There’s been a lot of recent criticism of politicians saying that they’re praying for families who have lost loved ones, but consistently voting against laws that (these critics believe) would make the use of guns safer in this country. In December, media of all varieties was abuzz with comparisons of politicians calling for action, versus those merely expressing condolence or only prayers. And while accusations got a little ugly in this case I think this example continues to bring up some interesting questions about empathy. People say, “when you pray, move your feet,” but I think that it applies not just to prayers but to our feelings as well. How much do I get upset about something in the news because I fear that the people around me don’t seem to care? Maybe if I care extra, maybe if I am really, really, really sad about a tragedy involving someone who seems marginalized maybe that will make it better?

I recently read the somewhat mediocre novel, Sarah’s Key, and in this book an American expat living in Paris learns about French collaboration in the Jewish deportation. Her fascination with this history, and particularly the story of a particular girl becomes and obsession. At various times in the story it becomes clear that this story of this child is more important to her than her marriage, her daughter, her job, and it seems at the same time somehow noble and also unhinged. She wants to apologize, she’s sorry it happened, she’s sorry she didn’t know, she feels personally responsible somehow, if nothing else, for not knowing. This journalist character is full of feeling but none of it is productive.

To contrast with this fictional journalist’s emotional fixation, the Resistance Museum in Amsterdam tells the evocative stories of the Dutch under the Nazi occupation. One temporary exhibit was about the “hunger winter” and the children sent away from their families in city. They were sent to households in the country not because of air raids, like in London, but because The Netherlands is a small densely populated country and everyone was in such danger of starvation at the end of the war. The exhibit followed the stories of eight children, told in text and video by the now aging men and women themselves. You could watch videos of an old woman talking the time when she was just seven years old standing in line to get food and seeing someone keel over, dead of starvation right in front of her. You followed these children and their stories through the exhibit, seeing photos of their thin frightened faces, watching the elderly men and women cry at their memories, and every part of it was hard to watch. One child was sent to a part of the country where they speak not Dutch but Frisian, and when he returned to his family, could no longer remember any Dutch, another returned to find his siblings had all died, just heartbreaking stories every one of them. Then at the end of the exhibit, when I was all ready for closure and the happy ending, in the past there was a display about children dying of hunger today. Not many Dutch children starve these days, but children elsewhere do. The museum called for donations, and for activism.

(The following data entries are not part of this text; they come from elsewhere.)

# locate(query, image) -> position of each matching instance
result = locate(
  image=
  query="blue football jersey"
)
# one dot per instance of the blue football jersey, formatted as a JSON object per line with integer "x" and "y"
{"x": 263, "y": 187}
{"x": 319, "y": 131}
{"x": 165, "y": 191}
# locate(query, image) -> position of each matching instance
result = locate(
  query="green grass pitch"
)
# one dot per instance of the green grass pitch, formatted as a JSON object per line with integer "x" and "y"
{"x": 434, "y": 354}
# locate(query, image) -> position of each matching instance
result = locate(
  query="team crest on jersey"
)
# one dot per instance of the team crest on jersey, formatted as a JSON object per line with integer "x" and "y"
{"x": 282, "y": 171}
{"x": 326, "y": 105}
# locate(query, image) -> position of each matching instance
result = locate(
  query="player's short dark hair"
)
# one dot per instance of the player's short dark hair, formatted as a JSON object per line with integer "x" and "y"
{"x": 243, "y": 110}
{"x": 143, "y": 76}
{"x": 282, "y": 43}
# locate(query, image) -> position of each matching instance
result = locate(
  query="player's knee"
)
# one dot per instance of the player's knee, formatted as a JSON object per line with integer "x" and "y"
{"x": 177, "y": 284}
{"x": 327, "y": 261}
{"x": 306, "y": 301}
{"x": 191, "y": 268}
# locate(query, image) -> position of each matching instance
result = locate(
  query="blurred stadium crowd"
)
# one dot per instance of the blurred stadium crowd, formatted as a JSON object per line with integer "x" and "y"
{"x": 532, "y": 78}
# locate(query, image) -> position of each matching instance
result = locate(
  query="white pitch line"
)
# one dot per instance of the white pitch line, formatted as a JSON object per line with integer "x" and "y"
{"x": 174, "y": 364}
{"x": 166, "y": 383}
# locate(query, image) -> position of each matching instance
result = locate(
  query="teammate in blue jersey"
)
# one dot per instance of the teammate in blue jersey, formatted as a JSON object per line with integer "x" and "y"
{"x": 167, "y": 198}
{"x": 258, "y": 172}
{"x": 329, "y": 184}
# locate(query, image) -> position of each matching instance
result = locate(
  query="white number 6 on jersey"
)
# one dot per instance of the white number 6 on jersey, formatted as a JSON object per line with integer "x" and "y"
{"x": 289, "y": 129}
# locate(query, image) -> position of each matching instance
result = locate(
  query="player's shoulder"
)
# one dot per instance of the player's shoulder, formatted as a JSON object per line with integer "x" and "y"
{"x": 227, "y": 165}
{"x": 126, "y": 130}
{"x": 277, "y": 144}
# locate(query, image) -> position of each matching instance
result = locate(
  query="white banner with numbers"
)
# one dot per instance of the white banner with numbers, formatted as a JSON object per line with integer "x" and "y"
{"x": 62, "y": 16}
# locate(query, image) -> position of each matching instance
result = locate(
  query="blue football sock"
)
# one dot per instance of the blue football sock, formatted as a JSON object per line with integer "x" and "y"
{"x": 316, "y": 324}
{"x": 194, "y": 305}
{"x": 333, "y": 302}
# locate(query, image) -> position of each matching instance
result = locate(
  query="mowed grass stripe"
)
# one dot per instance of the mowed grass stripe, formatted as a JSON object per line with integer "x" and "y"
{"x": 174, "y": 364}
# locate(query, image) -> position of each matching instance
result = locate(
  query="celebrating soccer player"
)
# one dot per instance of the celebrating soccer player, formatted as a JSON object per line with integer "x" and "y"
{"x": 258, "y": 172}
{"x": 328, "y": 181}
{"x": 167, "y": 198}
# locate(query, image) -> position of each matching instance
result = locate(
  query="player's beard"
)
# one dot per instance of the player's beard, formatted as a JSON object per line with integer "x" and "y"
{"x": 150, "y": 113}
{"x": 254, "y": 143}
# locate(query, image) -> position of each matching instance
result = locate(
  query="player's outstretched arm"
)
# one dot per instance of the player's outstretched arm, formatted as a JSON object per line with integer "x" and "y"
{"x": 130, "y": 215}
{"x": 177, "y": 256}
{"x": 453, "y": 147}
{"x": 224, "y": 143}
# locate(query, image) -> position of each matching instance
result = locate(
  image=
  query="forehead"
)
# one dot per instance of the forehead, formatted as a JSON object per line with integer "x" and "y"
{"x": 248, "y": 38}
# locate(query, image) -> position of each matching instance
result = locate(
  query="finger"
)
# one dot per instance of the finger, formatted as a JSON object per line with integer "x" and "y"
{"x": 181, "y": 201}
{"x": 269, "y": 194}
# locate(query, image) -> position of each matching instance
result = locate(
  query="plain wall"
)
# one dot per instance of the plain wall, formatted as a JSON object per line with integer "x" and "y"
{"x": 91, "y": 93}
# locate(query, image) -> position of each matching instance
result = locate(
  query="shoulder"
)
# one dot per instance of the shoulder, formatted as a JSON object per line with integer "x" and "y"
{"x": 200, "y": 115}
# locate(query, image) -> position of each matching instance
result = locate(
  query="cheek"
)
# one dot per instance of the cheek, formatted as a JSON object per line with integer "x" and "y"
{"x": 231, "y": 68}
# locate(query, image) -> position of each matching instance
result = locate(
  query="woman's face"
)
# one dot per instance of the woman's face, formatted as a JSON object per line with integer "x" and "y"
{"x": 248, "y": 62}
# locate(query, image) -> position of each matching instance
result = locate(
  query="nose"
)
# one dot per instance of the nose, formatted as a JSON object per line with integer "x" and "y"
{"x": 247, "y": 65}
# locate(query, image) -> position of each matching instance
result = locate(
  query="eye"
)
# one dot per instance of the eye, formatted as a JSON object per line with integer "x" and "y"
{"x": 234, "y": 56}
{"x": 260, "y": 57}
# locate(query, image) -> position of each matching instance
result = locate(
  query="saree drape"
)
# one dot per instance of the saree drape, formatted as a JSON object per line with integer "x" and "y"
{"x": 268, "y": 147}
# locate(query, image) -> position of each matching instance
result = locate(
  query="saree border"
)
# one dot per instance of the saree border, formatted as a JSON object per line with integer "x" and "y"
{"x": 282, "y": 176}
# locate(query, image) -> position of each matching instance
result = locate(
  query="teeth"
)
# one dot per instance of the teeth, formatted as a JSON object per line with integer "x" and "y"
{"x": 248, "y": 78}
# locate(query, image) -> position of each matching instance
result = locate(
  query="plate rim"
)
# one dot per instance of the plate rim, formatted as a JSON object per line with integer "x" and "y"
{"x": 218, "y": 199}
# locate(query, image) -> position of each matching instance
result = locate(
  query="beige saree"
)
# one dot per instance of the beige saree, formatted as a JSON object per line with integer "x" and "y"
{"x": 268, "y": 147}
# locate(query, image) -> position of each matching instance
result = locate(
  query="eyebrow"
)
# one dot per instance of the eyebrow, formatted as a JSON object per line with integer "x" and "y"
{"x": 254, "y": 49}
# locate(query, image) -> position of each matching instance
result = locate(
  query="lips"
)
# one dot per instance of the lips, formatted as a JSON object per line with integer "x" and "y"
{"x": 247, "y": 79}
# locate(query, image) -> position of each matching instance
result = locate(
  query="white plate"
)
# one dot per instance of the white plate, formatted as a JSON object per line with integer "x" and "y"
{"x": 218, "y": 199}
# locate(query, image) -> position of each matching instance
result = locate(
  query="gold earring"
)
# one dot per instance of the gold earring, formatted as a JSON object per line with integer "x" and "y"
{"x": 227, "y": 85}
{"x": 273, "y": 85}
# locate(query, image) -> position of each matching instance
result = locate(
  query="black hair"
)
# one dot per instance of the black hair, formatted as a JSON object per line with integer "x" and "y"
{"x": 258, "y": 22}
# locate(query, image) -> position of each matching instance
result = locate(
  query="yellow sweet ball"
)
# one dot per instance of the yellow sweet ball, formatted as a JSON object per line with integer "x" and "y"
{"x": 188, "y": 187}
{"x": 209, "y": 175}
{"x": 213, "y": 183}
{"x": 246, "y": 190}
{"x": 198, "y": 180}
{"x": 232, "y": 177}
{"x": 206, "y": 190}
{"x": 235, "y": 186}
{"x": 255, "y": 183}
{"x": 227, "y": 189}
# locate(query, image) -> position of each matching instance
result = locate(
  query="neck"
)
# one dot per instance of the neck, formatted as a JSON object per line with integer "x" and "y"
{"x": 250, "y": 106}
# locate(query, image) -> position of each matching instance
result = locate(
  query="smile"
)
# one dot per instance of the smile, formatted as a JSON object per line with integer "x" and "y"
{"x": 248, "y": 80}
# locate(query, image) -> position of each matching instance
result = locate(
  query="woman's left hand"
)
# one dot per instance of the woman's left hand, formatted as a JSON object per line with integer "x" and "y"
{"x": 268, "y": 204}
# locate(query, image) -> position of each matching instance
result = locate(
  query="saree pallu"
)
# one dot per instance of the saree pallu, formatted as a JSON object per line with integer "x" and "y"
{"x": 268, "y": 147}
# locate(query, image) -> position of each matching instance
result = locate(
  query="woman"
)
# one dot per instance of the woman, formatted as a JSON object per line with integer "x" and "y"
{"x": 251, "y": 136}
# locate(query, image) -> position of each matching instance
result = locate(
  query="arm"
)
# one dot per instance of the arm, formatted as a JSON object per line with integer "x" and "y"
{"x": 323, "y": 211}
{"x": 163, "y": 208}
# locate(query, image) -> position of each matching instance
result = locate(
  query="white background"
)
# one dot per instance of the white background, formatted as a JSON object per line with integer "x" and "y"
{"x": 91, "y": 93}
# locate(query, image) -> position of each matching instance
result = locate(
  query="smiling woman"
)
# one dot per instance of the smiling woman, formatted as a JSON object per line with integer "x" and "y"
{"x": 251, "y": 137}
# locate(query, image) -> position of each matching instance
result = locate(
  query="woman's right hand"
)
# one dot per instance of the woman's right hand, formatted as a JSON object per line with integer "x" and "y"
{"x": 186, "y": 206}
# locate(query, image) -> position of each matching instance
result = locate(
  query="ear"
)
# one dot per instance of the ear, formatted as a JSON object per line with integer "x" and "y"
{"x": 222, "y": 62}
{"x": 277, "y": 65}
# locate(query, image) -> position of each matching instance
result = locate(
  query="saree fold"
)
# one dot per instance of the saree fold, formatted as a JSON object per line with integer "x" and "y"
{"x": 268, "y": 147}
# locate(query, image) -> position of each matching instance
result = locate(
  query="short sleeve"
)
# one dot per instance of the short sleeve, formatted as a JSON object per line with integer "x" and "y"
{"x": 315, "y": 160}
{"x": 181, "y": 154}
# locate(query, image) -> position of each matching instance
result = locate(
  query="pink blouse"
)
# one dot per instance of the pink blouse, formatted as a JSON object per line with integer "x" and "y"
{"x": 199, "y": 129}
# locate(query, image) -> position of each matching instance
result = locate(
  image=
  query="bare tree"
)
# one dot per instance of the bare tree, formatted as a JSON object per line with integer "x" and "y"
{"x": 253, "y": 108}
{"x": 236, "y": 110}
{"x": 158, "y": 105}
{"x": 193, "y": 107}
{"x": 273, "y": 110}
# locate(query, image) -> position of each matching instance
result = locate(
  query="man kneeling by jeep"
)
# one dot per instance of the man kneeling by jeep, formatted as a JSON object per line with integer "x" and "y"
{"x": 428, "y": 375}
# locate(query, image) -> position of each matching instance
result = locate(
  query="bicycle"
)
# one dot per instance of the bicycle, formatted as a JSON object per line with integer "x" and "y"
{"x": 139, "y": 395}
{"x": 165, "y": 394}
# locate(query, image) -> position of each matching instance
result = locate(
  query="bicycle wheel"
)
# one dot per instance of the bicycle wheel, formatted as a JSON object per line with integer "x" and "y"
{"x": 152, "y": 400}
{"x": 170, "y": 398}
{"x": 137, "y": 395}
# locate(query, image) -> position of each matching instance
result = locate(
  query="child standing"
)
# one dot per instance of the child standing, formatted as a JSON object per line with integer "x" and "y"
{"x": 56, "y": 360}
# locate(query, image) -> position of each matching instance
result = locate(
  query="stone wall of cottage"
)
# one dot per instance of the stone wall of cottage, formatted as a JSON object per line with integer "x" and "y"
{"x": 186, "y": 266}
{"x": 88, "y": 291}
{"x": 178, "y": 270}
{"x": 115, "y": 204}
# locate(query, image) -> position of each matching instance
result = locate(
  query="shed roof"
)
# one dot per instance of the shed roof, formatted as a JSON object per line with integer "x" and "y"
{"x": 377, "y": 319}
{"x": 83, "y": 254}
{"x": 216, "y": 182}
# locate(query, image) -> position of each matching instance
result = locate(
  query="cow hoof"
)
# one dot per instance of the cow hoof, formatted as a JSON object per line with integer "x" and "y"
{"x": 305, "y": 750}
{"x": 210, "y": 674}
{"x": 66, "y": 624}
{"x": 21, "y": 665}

They wanted to transform all of the easy empathy we’d found by listening to sweet old Dutch ladies into food for hungry stomachs in Zambia or Tajikistan.

I was devastated by the end of this exhibit, but also incredibly impressed because learning to feel with another person’s hurt takes effort and determination, and it’s not any fun. They’re two distinct steps: the empathy and the action, but they’re both important, and they go hand in hand, because it is very hard to fill a need, to soothe a hurt if you do not see it. I hope that more and more I will be someone who is active in my engagement with this world. Conscientious, well informed, and especially quick to listen to those with whom I may disagree. When I pray (or cry, or empathize) I want to move my feet.